Events this year have defied Chinese rhetoric on embracing market-based reforms, after authorities passed up chances to make investors stomach losses from two local defaults, the bank wrote in a report Monday. This week sees a potential third missed payment after beverages bottle maker Zhuhai Zhongfu Enterprise Co. said it can only partly pay principal due May 28.
Forcing investor losses may sour market sentiment and hinder the successful completion of state efforts to clear a debt pile issued by provincial cities, according to OCBC. Banks must swap out 1 trillion yuan ($161 billion) of high-cost local government bonds issued by 36 Chinese cities for municipal debt with lower coupons by the end of August, it said.
“Onshore investors remain unfazed despite the two defaults,” Nicholas Koh, a credit analyst at the Singapore-based bank, wrote. “In terms of when China might allow bondholders to tolerate losses, the authorities might just have to wait till the end of August for a suitable opportunity.”
The People’s Bank of China may coordinate loan support for Baoding Tianwei Group Co. after it became the first state-owned entity to default on a coupon payment in April, OCBC said, citing local media. Restaurant-turned-Internet firm Cloud Live Technology was the first onshore issuer to miss a principal payment in April and has raised funds from “unclear” sources to partly repay noteholders, OCBC said.
Zhuhai Zhongfu, based in the southern city of Zhuhai, is still short 442 million yuan for a bond payment due Thursday, the company said in a statement to the Shenzhen stock exchange Monday. It will try to raise more money by May 26, it said.
Narrowing spreads on onshore bonds suggest investors are still counting on state guarantees, said OCBC, which compared Baoding’s situation with bailouts last year for Shanghai Chaori Solar Energy Science & Technology Co. and a trust product known as China Credit Equals Gold No. 1. The difference between AAA and BBB+ rated yields has fallen to 933 basis points from 942 at the start of the year, while the gap between AAA and AA notes shrank to 114 from 129, according to the report.

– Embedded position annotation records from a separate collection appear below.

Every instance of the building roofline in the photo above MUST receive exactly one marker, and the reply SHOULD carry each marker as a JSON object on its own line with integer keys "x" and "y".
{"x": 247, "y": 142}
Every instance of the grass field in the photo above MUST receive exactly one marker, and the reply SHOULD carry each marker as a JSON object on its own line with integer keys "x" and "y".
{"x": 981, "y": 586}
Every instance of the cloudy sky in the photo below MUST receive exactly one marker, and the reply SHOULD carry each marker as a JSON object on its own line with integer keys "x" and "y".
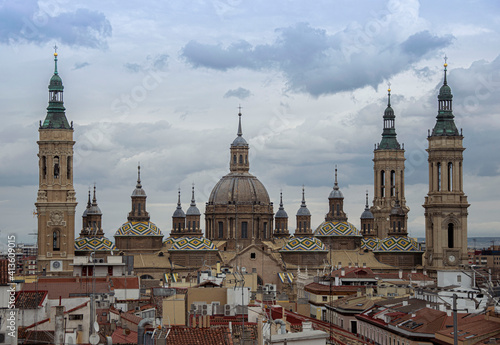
{"x": 160, "y": 83}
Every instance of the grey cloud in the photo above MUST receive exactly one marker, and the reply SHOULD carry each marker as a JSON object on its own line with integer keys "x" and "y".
{"x": 79, "y": 65}
{"x": 156, "y": 62}
{"x": 315, "y": 62}
{"x": 423, "y": 42}
{"x": 132, "y": 67}
{"x": 27, "y": 22}
{"x": 240, "y": 93}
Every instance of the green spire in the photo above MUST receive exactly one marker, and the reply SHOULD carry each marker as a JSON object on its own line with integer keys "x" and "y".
{"x": 389, "y": 141}
{"x": 56, "y": 117}
{"x": 445, "y": 125}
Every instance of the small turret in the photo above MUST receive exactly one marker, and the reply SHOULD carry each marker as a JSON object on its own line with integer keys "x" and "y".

“China has a lot of bonds maturing this year and many of their issuers have weak credit strength,” said Zhang Li, a bond analyst at Guotai Junan Securities Co. in Beijing.
Chinese companies must repay an equivalent $16.9 billion of maturing onshore notes in 2015, Koh estimated in the report. That increases every year and will peak at $192.3 billion in 2021. Some 65 percent of institutions expect at least one more onshore default this quarter, according to a Bloomberg survey of 20 banks, brokerages and money managers published on May 18.
Still, there remains a sense that China will have suitable policies to balance growth and reforms even as the bond market seems to be running into a “perfect storm” of slowing economic growth, a clampdown on corruption, weakening real-estate investment and rising defaults, said Koh.
“The government is likely to maintain a cautious stance on defaults of large monetary values, those that involve large corporates in strategic sectors, and/or those that hurt a large number of retail investors in the near term.”
(A previous version of this story incorrectly stated PBOC coordinated loan support for Cloud Live after its missed payment.)